Storms clouds gather above Weston Super Mare
Storms clouds gather above Weston Super Mare in the west of England Getty Images

Storms and the equivalent of a month of heavy rain are forecast across parts of southern England and Wales for the next two days.

The Met Office has issued a number of warnings for the next few days, due to the likelihood of heavy rain, as warm air pushes up from France and into the south of Britain, triggering thundery downpours.

A yellow warning urging extra vigilance is in place on Thursday for the south coast up to the Midlands and North Wales, and as far north as Yorkshire, with a risk of localised flooding and as much as 50mm, predicted to fall in a short space of time as the front of rain pushes north.

On average, the UK experiences 50mm of rainfall in August.

The heavy rain has the potential for 'torrential downpours' in places with lightning an 'additional hazard', said the Met Office. It warned of the potential for travel disruption due to localised flooding.

On Friday, more thundery rain will push in across the south of the country, and a swathe of rain will also come in eastwards from the Atlantic, with heavy rain and thunder forecast across all of England, Wales and southern Scotland. Yellow warnings are in place for those regions.

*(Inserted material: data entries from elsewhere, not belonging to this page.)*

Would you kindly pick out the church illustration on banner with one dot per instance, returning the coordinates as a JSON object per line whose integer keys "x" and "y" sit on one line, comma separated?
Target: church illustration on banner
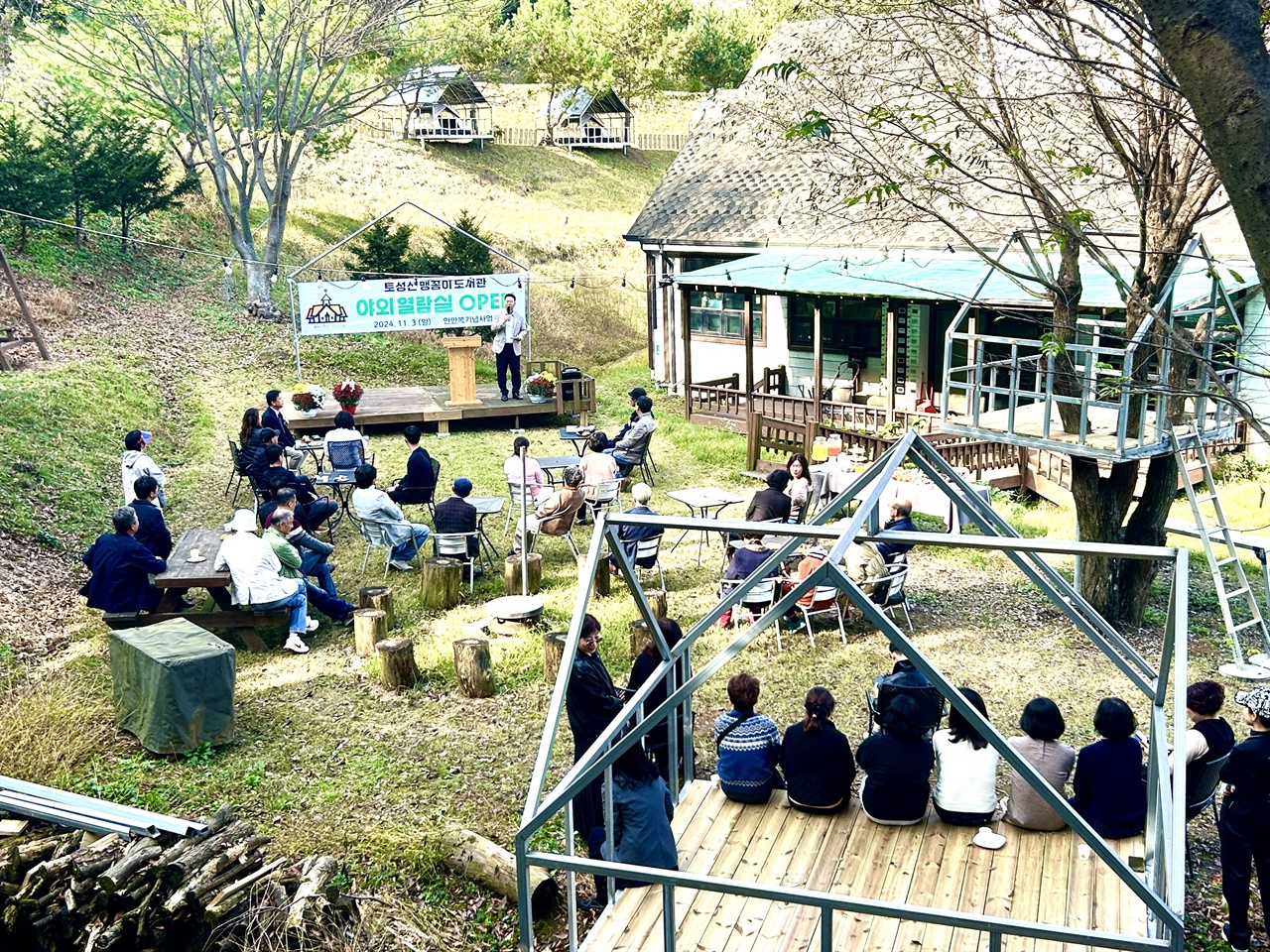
{"x": 326, "y": 312}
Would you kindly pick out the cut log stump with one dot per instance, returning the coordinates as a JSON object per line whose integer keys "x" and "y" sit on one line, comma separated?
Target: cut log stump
{"x": 443, "y": 583}
{"x": 512, "y": 574}
{"x": 379, "y": 597}
{"x": 474, "y": 667}
{"x": 398, "y": 669}
{"x": 489, "y": 865}
{"x": 553, "y": 653}
{"x": 370, "y": 626}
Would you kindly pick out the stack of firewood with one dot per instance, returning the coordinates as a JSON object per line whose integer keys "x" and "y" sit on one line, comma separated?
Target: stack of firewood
{"x": 60, "y": 892}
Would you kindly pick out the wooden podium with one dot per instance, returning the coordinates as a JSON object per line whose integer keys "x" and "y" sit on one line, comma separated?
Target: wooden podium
{"x": 462, "y": 370}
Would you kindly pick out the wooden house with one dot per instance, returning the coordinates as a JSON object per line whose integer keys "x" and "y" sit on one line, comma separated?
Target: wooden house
{"x": 443, "y": 104}
{"x": 585, "y": 121}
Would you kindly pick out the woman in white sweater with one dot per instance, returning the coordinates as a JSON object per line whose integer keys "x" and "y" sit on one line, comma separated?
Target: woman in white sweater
{"x": 965, "y": 793}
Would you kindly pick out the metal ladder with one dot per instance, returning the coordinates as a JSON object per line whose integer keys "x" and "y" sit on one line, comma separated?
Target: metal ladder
{"x": 1239, "y": 607}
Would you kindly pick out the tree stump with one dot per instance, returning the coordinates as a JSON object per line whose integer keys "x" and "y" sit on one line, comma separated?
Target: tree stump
{"x": 489, "y": 865}
{"x": 398, "y": 669}
{"x": 639, "y": 636}
{"x": 512, "y": 574}
{"x": 443, "y": 583}
{"x": 370, "y": 626}
{"x": 474, "y": 667}
{"x": 553, "y": 653}
{"x": 379, "y": 597}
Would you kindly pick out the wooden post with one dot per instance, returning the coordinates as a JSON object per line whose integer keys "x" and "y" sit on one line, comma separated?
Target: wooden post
{"x": 474, "y": 667}
{"x": 379, "y": 597}
{"x": 489, "y": 865}
{"x": 512, "y": 574}
{"x": 370, "y": 627}
{"x": 441, "y": 583}
{"x": 553, "y": 653}
{"x": 398, "y": 669}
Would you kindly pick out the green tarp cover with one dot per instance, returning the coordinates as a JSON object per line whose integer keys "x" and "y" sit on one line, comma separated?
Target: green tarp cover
{"x": 173, "y": 685}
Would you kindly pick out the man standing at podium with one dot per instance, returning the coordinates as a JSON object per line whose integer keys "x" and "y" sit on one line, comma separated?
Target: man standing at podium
{"x": 509, "y": 331}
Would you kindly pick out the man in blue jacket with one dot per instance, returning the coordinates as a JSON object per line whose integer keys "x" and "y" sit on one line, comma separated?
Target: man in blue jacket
{"x": 121, "y": 569}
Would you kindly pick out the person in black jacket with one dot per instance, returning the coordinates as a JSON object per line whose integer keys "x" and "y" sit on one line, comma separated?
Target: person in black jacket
{"x": 456, "y": 515}
{"x": 1243, "y": 830}
{"x": 276, "y": 421}
{"x": 121, "y": 569}
{"x": 817, "y": 760}
{"x": 592, "y": 702}
{"x": 151, "y": 530}
{"x": 420, "y": 484}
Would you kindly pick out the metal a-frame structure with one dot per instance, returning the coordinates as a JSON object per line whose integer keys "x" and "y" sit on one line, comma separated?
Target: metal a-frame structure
{"x": 1161, "y": 888}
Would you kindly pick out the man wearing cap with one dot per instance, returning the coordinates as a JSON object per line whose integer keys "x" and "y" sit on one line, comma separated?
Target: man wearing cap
{"x": 1243, "y": 828}
{"x": 257, "y": 581}
{"x": 456, "y": 515}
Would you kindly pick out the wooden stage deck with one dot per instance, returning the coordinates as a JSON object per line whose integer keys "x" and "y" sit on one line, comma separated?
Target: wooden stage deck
{"x": 1035, "y": 876}
{"x": 398, "y": 407}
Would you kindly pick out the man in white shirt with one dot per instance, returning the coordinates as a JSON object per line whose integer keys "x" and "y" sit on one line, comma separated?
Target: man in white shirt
{"x": 372, "y": 503}
{"x": 257, "y": 581}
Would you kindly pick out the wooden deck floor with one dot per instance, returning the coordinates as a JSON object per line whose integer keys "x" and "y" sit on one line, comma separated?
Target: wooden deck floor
{"x": 386, "y": 407}
{"x": 1037, "y": 876}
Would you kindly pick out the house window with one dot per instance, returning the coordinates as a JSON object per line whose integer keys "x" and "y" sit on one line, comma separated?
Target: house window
{"x": 721, "y": 315}
{"x": 846, "y": 325}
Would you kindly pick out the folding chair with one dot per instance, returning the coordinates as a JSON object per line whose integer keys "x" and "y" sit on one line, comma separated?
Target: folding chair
{"x": 453, "y": 544}
{"x": 825, "y": 601}
{"x": 1203, "y": 797}
{"x": 375, "y": 534}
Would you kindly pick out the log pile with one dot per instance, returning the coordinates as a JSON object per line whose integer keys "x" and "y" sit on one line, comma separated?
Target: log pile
{"x": 62, "y": 892}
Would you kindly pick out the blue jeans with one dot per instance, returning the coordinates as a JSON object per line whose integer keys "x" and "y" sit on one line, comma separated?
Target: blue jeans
{"x": 299, "y": 604}
{"x": 405, "y": 551}
{"x": 314, "y": 565}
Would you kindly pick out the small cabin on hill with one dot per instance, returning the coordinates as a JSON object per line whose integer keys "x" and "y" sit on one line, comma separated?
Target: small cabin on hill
{"x": 443, "y": 104}
{"x": 587, "y": 121}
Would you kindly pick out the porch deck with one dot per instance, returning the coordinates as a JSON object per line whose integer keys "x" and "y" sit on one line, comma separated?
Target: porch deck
{"x": 1038, "y": 878}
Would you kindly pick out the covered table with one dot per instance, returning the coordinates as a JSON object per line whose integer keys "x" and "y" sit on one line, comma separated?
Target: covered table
{"x": 173, "y": 685}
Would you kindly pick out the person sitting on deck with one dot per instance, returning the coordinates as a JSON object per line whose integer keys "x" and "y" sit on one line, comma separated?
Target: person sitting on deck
{"x": 330, "y": 604}
{"x": 629, "y": 451}
{"x": 257, "y": 581}
{"x": 1107, "y": 788}
{"x": 151, "y": 530}
{"x": 529, "y": 474}
{"x": 420, "y": 484}
{"x": 136, "y": 463}
{"x": 817, "y": 758}
{"x": 371, "y": 503}
{"x": 965, "y": 793}
{"x": 556, "y": 516}
{"x": 121, "y": 569}
{"x": 748, "y": 746}
{"x": 897, "y": 762}
{"x": 630, "y": 536}
{"x": 454, "y": 515}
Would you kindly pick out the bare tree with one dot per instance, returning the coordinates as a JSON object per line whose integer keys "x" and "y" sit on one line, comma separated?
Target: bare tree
{"x": 257, "y": 84}
{"x": 980, "y": 119}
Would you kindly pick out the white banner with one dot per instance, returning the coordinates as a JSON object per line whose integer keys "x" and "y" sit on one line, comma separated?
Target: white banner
{"x": 426, "y": 302}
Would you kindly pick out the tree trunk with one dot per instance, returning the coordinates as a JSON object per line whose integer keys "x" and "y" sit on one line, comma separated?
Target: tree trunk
{"x": 553, "y": 653}
{"x": 1100, "y": 509}
{"x": 379, "y": 597}
{"x": 370, "y": 627}
{"x": 443, "y": 583}
{"x": 474, "y": 667}
{"x": 512, "y": 574}
{"x": 398, "y": 669}
{"x": 489, "y": 865}
{"x": 1218, "y": 56}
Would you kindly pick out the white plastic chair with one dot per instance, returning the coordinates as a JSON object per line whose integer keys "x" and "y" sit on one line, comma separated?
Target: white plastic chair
{"x": 454, "y": 544}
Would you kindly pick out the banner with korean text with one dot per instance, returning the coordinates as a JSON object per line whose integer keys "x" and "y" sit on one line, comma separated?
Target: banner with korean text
{"x": 425, "y": 302}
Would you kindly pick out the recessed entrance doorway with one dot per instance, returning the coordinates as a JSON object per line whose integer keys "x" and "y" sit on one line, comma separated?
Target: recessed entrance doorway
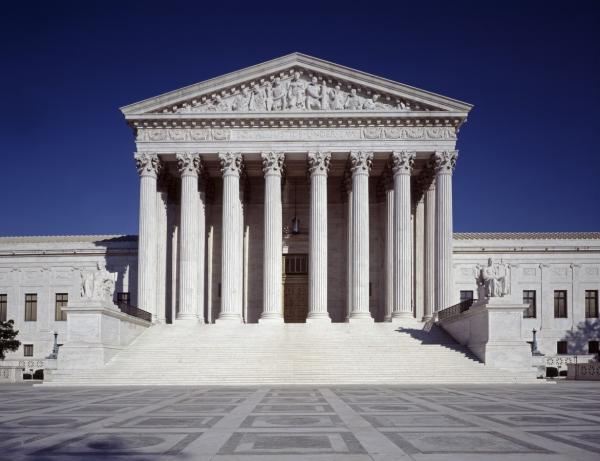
{"x": 295, "y": 288}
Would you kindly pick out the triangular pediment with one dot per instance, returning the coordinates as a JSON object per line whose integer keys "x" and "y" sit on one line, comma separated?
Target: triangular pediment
{"x": 296, "y": 83}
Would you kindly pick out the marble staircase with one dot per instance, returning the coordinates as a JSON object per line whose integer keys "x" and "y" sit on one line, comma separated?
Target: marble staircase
{"x": 304, "y": 354}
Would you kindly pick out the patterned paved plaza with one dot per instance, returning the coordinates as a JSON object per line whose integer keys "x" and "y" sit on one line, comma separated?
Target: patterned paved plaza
{"x": 536, "y": 422}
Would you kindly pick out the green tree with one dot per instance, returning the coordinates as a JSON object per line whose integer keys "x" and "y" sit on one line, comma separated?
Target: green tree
{"x": 7, "y": 338}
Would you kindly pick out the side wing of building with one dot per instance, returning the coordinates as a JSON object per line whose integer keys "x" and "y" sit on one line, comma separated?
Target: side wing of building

Senior forecaster Julian Mayes added: "A thundery area of low pressure is developing over northern Spain and this will spread warm, humid air northwards over the next two days.

"Rain is expected to reach south west England around the middle of Wednesday night. This will spread north and north east to reach most of England and Wales by midday Thursday.

"The rain may be most persistent and slow-moving in the south western half of England together with east Wales, but the risk of thunderstorms may be greatest in the eastern half of England with torrential downpours possible at times."

Due to the unpredictability of rain, the Met Office has not pinpointed specific towns where the rain will be heaviest.

The AA has warned motorists to be cautious.

Paul Watters, head of roads policy, said: "Flash-flooding in the summer can be hit-and-miss but potentially dangerous for anyone caught up in it. The AA advises drivers to keep an ear out for local weather warnings and traffic news, and be prepared to encounter flooding.